While India has become a major purchaser of Russian energy exports since the invasion of Ukraine, it was not a major purchaser before the war began. Germany bought far more energy from Russia than India did, and for overall trade, Jaishankar pointed out that “till a year ago, our trade with Russia was probably smaller than the trade Russia had with even a not-big European country.” Russia’s reorientation east — perhaps becoming something like a junior partner to China — represents a major shift in global affairs to which India will need to respond. Jaishankar said:

I find it hard to predict exactly what, but again, if I were to do a trend analysis, you have India today, fifth-largest economy moving towards becoming third, probably by the end of the decade, clearly an increasingly major consumer of resources, growing exporter of goods and services. So if you have a Russia which focuses more on Asia, and an India which is a bigger and bigger factor in the global economy, to me it’s common sense that the two trends intersect.

Jaishankar was descriptive about the trends he believes will occur, careful not to say whether he believes them to be good or bad. He continued:

Now this will not be happening in isolation. In the same period, I can imagine that the complementarities between India and the United States, and India and Europe, which I believe are enormous, and which I believe have been underexploited in the past, will also be realised. So I don’t want to say that we are going to shift in one particular direction, because an opportunity is coming. You will have this landscape where big changes are already beginning to happen. Those changes for different countries would feed into their outlook and their planning.
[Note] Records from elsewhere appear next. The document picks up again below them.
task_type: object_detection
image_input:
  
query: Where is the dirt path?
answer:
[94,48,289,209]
India can walk and chew gum at the same time, Jaishankar seems to be saying. India prizes its independence as a source of national pride. The independence movement against Britain is the country’s founding story, and the narrative today is that after years of colonial oppression, India has finally arrived as a major power player in global politics. Jaishankar said that spirit of independence can be a problem for conducting foreign policy. He said of his own country:

The fact is, this is an extraordinarily self-absorbed society. It needs regular reminders that there is a world out there, and that there are things happening in that world, which impacts our society and our interest very, very deeply. And therefore we should be present, we should be active, we should be a factor in what’s happening in that environment. Because if you don’t, the world will, whether we like it or not, have an increasing influence on our destiny.
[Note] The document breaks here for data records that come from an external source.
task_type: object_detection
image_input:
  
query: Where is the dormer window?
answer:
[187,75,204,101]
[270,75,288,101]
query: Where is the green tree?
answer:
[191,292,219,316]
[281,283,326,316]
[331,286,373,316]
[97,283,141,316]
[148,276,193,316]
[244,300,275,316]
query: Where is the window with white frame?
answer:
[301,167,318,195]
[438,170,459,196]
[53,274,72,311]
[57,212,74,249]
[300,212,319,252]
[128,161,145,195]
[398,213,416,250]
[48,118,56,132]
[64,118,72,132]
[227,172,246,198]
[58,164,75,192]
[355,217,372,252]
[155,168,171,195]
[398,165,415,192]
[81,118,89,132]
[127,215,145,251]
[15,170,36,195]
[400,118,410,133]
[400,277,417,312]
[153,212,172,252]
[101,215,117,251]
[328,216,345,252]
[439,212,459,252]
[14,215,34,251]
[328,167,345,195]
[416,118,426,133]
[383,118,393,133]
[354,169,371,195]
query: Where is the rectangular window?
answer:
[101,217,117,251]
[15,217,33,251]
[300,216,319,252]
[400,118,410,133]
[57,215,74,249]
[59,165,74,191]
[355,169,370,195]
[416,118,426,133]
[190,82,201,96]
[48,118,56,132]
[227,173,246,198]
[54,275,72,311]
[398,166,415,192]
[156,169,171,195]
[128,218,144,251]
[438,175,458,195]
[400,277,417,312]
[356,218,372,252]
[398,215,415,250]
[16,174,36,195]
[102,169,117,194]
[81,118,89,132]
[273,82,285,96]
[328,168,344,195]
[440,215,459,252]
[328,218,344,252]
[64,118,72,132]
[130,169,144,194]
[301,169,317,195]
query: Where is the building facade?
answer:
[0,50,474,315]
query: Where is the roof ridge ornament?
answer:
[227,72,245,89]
That sounds similar to the U.S. in some respects, which deals with its own recurring bouts of isolationism. India does have some problems at home that could get in the way of Jaishankar’s policy agenda, however. One he mentioned unwittingly in the interview: poverty. He said that the Indian government had given food to 800 million people as an example of successful policy. But why do 800 million Indians need help getting food in the first place? Despite major progress against the most extreme forms of poverty, India still has a large poor population by the standards of developed countries. This will remain a challenge to its efforts at becoming a global power.
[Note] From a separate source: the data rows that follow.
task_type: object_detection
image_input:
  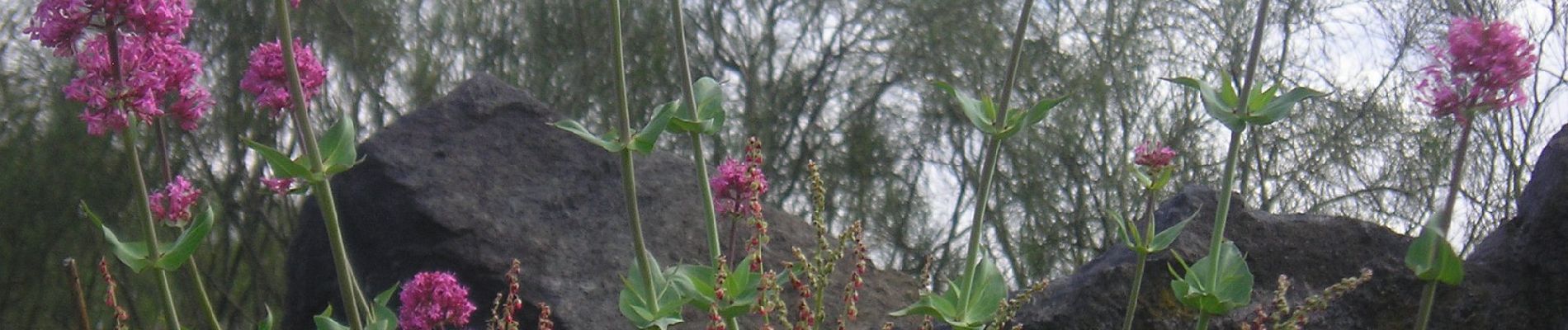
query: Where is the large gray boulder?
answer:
[1018,127,1568,328]
[286,75,919,328]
Despite significant challenges, India is now the world’s most populous country, with the fastest-growing major economy. It will likely be the third-largest economy in the world by 2030. A fruitful relationship with India will not include total conformity to American interests. But the U.S. and India are nonetheless “indispensable partners,” Jaishankar said. “That collaboration today can produce a magnitude of solutions for the kind of world I’m talking of, the new globalisation or re-globalisation which I think holds immense possibilities for us.”